Jean Paul Roland : La curiosité, en période crise, c’est une notion sensible ! Si on se trompe de tête d’affiche, on peut avoir 20 à 30% de perte de public. Une année, nous avions misé sur Jay-Z dans lequel nous croyions fortement et nous avons eu une grosse baisse de fréquentation. Les têtes d’affiche sont vraiment nos locomotives, pas seulement, mais quand même...

Des groupes comme Radiohead, Blur, At The Drive-In ou les Stone Roses ne se produiront dans aucun festival français à proprement parler cet été (en dehors des concerts aux Arènes de Nîmes, Nuits de Fourvière...). Certains artistes sont-ils en train de devenir inaccessibles pour les festivals français ?

Kem : Nous aussi nous attendions avec impatience At The Drive-In ! Nous avons vraiment essayé pourtant... Dans tous les groupes que tu cites, tous sont encore accessibles. À part peut-être Radiohead. Nous étions sur le coup cette année et ce n’était pas une question d’argent mais plus une question de lieux qu’ils voulaient insolites. Ils ont donc choisi les Arènes de Nîmes et quelques lieux comme une carrière à ciel ouvert à Montreux. Ils ont quand même choisi d'aller à Bilbao pour le BBK parce que là-bas il y avait beaucoup d’argent (rires) ! Quant aux Stone Roses, quand nous avons vu le cachet demandé, nous avons dit à l’agent que c’était exagéré. À contre cœur, parce que nous sommes fans.
Jean Paul Roland : C’est dommage, mais ce sont des reformations qui sont là aussi pour faire un coup. Ils savent qu’on ne les rappellera peut-être pas l’année d’après ! Dans le même genre, My Bloody Valentine n’étaient pas mal non plus concernant le cachet. On se méfie de cela parce qu’il nous faut de l’argent pour aller chercher le petit groupe qu’on a déniché à Austin, par exemple. Je suis très content de travailler avec Kem et Christian (ndlr : l’autre programmateur) parce qu’ils ont cette notion de défense de ces jeunes formations. Je pense que si nous n'avions pas eu Refuse, par exemple, Kem aurait fait une crise cardiaque ! Déjà que nous n'avons pas eu At The Drive-In (rires) !

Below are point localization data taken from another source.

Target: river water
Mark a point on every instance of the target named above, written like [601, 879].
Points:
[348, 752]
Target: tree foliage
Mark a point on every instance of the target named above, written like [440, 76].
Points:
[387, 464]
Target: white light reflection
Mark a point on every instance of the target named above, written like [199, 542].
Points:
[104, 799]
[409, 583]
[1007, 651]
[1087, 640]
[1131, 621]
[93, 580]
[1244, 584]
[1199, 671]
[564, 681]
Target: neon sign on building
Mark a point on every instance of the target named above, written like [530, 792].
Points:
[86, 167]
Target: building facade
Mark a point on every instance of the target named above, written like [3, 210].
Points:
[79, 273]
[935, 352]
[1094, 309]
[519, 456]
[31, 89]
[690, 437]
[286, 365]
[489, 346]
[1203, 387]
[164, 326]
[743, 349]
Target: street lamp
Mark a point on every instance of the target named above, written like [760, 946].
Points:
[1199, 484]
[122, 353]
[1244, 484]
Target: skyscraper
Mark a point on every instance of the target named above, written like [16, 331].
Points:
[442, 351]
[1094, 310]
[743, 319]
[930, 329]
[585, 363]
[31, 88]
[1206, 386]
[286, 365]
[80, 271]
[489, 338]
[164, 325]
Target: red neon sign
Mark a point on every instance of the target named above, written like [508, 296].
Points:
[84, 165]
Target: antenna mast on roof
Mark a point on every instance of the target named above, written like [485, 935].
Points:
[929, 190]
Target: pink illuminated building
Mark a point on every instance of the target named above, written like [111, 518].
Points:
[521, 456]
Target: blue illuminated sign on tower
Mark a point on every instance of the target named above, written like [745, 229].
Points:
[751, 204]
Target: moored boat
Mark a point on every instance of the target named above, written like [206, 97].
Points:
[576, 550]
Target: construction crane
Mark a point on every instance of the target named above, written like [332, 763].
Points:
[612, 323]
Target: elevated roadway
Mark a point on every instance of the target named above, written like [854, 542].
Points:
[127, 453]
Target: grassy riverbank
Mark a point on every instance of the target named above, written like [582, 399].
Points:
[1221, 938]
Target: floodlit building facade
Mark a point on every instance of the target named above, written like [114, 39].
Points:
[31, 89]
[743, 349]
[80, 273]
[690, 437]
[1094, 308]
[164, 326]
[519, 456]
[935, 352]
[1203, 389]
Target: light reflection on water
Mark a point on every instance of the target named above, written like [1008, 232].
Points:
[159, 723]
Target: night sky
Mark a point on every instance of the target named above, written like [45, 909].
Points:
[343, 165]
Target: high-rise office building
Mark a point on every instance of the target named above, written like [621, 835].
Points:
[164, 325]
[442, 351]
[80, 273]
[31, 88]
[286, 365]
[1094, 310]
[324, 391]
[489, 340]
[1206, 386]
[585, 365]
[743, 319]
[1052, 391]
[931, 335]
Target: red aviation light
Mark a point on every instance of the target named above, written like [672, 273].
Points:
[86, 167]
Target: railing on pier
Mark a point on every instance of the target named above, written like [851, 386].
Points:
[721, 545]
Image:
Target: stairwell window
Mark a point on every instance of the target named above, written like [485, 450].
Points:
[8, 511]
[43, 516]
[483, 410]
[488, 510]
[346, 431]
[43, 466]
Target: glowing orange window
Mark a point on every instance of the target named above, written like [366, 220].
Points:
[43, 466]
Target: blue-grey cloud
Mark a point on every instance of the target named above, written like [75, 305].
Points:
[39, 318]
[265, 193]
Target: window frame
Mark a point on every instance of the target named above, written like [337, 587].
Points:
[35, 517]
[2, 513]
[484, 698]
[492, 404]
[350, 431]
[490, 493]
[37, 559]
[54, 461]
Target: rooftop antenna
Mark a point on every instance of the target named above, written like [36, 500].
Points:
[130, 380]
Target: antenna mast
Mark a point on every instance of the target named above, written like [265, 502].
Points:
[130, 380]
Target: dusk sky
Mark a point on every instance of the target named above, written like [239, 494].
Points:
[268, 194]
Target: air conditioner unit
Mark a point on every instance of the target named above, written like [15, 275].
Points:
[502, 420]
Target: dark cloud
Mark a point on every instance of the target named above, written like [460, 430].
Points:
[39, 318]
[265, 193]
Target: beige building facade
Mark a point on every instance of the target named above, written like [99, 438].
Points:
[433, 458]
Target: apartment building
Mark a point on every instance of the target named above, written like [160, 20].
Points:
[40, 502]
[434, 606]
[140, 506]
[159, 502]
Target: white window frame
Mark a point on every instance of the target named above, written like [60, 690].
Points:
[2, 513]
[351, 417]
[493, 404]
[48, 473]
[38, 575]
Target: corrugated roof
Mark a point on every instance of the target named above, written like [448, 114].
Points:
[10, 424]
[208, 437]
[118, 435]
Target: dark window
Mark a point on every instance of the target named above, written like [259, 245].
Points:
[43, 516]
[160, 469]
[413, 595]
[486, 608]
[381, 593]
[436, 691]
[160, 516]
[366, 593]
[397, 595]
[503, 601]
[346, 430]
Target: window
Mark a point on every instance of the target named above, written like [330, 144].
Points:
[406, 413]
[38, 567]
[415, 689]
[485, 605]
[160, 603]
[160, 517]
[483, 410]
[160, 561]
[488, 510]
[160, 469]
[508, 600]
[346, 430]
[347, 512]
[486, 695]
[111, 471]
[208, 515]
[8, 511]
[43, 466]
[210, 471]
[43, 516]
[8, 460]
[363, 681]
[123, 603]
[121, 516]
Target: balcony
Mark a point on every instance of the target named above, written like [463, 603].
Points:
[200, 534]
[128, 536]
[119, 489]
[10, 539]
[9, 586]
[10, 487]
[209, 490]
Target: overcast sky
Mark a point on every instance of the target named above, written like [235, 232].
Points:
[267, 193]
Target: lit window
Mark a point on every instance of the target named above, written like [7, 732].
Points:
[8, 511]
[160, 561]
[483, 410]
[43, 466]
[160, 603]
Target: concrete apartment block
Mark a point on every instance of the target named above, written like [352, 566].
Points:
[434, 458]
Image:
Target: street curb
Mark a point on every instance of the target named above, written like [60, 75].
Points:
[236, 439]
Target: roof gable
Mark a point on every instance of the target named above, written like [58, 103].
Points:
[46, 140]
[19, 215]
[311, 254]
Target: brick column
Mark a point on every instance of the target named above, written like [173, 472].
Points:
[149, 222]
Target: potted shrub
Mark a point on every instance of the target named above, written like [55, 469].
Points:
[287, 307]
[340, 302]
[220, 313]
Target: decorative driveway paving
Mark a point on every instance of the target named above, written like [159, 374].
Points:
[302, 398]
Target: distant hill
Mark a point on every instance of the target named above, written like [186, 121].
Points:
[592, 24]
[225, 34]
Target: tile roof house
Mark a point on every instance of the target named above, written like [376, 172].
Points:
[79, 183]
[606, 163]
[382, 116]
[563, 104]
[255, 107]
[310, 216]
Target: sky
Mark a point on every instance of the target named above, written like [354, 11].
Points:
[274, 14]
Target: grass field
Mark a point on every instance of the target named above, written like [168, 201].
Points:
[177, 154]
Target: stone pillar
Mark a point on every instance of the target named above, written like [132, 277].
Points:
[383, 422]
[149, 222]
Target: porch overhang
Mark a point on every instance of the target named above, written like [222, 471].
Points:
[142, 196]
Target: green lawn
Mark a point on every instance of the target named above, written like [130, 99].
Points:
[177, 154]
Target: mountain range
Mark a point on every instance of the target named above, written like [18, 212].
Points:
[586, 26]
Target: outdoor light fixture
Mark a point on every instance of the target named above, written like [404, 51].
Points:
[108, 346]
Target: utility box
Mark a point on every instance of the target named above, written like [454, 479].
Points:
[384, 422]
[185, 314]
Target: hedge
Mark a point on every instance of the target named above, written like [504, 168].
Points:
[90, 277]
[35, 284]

Kem : L’agent des Stone Roses a pété un câble quand il a vu qu’ils remplissaient deux fois un stade en quelques minutes en Angleterre. Il a cru qu’en Europe et en France, ils feraient pareil...

Quels sont vos coups de cœur de la programmation de cette année ?

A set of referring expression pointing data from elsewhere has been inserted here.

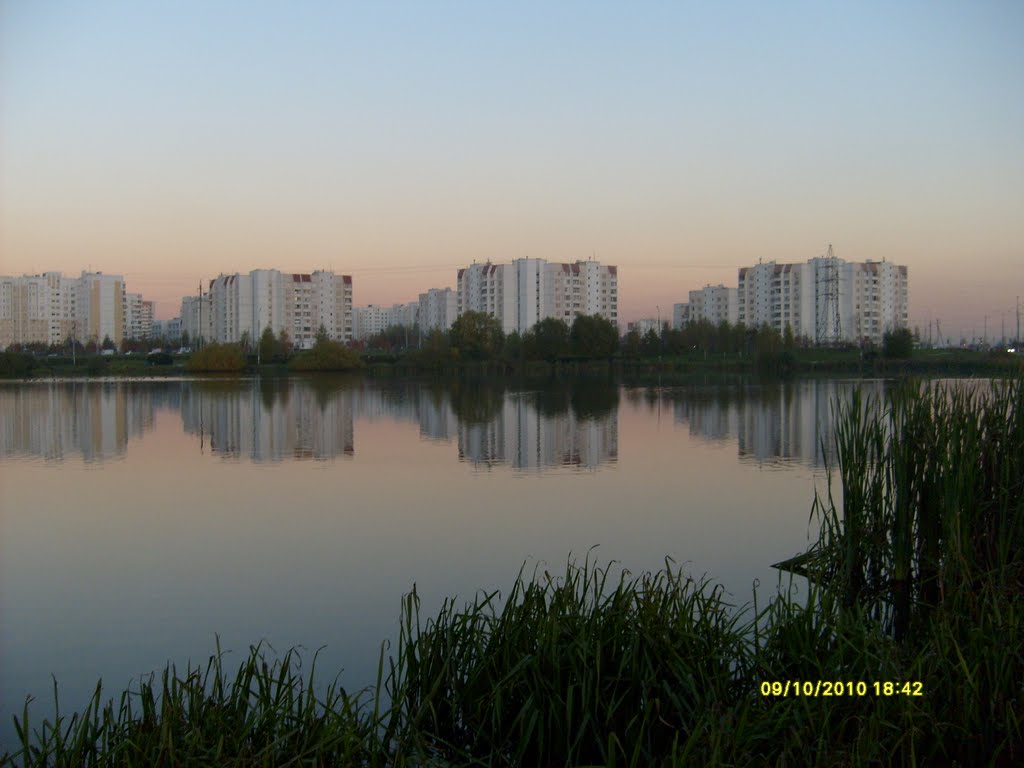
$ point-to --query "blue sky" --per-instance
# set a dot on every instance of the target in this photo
(398, 140)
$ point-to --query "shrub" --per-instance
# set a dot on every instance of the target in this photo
(218, 358)
(327, 355)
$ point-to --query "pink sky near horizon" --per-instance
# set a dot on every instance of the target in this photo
(171, 143)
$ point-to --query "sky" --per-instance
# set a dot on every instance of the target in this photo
(397, 141)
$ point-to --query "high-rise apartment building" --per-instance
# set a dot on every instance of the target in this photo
(197, 318)
(300, 304)
(138, 316)
(826, 299)
(711, 303)
(100, 307)
(49, 308)
(438, 308)
(526, 291)
(373, 320)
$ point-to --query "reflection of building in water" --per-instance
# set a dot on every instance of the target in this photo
(272, 423)
(431, 410)
(791, 422)
(524, 437)
(54, 420)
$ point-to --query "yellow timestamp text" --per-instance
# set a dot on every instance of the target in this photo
(823, 688)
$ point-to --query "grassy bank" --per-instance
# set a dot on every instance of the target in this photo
(801, 361)
(913, 621)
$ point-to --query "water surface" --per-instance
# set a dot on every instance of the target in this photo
(140, 519)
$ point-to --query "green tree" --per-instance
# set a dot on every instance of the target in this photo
(897, 344)
(436, 351)
(326, 355)
(476, 336)
(593, 336)
(650, 344)
(631, 344)
(284, 344)
(548, 339)
(267, 348)
(218, 358)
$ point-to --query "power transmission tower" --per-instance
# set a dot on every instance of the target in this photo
(828, 331)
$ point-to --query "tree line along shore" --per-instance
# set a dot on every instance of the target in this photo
(475, 343)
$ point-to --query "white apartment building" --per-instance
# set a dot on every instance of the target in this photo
(826, 299)
(49, 308)
(526, 291)
(321, 298)
(100, 307)
(680, 315)
(197, 320)
(438, 308)
(711, 303)
(138, 316)
(643, 326)
(373, 320)
(298, 303)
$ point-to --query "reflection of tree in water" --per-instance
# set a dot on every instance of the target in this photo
(271, 389)
(328, 387)
(552, 399)
(594, 400)
(476, 402)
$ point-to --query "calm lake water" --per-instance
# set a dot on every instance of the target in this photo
(141, 519)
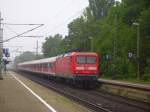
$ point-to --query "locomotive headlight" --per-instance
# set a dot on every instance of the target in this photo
(79, 68)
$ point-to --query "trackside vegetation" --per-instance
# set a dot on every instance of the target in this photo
(107, 27)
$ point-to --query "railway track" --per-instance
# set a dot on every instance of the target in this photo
(99, 102)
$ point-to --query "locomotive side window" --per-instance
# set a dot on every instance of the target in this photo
(86, 59)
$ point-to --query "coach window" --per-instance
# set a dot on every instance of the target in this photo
(91, 59)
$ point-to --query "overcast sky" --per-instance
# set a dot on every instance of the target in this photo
(54, 14)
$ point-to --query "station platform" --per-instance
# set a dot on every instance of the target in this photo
(20, 94)
(16, 98)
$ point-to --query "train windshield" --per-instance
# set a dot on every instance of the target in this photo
(86, 59)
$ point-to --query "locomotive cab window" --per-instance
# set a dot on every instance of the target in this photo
(86, 59)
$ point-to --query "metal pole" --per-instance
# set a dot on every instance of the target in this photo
(1, 48)
(138, 51)
(37, 47)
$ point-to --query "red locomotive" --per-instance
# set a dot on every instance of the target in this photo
(75, 67)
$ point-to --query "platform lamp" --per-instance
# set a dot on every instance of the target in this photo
(138, 48)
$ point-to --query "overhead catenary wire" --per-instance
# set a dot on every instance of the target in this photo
(40, 25)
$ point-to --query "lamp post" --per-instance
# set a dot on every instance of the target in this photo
(1, 48)
(138, 48)
(91, 40)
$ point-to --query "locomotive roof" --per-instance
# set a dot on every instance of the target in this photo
(45, 60)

Kem : Il y en a beaucoup. Disons Poliça qui est une jeune artiste américaine avec une voie à la Cocteau Twins et un univers à la Massive Attack. Je l’ai vue sur scène à Austin suite à un buzz important et je n’ai pas été déçu ! Je suis également content d’avoir eu Refused qui est un groupe qui revient des années 90. Hardcore métal, ils ont cassé les codes dans ces styles, mais ont splitté tôt. Quand ils se sont reformés, j’ai fait des pieds et des mains pour les avoir. Je les ai vus au Primavera Sound Festival la semaine dernière et je suis vraiment heureux de les avoir et de pouvoir les faire découvrir !

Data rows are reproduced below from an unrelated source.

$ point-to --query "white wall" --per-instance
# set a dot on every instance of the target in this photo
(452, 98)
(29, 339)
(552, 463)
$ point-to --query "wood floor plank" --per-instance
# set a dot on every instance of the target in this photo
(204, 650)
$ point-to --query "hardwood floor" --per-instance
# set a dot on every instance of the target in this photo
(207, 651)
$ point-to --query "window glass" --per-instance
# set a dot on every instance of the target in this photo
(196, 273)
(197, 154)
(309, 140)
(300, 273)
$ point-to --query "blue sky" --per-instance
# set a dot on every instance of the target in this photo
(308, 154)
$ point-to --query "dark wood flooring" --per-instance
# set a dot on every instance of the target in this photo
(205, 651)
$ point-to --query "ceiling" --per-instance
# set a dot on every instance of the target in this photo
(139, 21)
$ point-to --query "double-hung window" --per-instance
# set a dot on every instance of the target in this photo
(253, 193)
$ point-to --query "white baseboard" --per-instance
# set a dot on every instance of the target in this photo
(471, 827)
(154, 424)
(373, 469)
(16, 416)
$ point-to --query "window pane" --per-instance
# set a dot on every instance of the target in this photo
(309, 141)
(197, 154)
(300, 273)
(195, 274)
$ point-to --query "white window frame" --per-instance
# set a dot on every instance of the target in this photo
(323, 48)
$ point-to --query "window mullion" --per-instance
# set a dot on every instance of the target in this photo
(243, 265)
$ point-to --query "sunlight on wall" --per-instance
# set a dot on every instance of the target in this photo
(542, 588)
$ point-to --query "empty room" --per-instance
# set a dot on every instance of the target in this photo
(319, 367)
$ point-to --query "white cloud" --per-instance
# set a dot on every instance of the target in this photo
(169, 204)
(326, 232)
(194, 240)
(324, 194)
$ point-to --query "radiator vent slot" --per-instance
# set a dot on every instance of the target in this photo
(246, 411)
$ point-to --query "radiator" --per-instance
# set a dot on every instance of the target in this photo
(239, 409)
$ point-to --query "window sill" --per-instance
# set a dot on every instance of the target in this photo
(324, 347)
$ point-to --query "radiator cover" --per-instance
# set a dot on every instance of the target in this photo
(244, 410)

Jean Paul Roland : Moi, j’aime beaucoup un réel ovni qui s’appelle Reggie Watts et que j’ai découvert par hasard dans un bar aux Etats-Unis en buvant une bière. Il propose une sorte de stand-up et de la comédie avec une énorme coupe Afro. Il joue seul avec des loop et une voix à la Steevie Wonder. Electric Guest ou Alabama Shakes qui sont vraiment des groupes de festivals – on se demande comment les autres festivals ne les ont pas programmés d’ailleurs (rires) ! – sont également mes coups de cœur de l’année.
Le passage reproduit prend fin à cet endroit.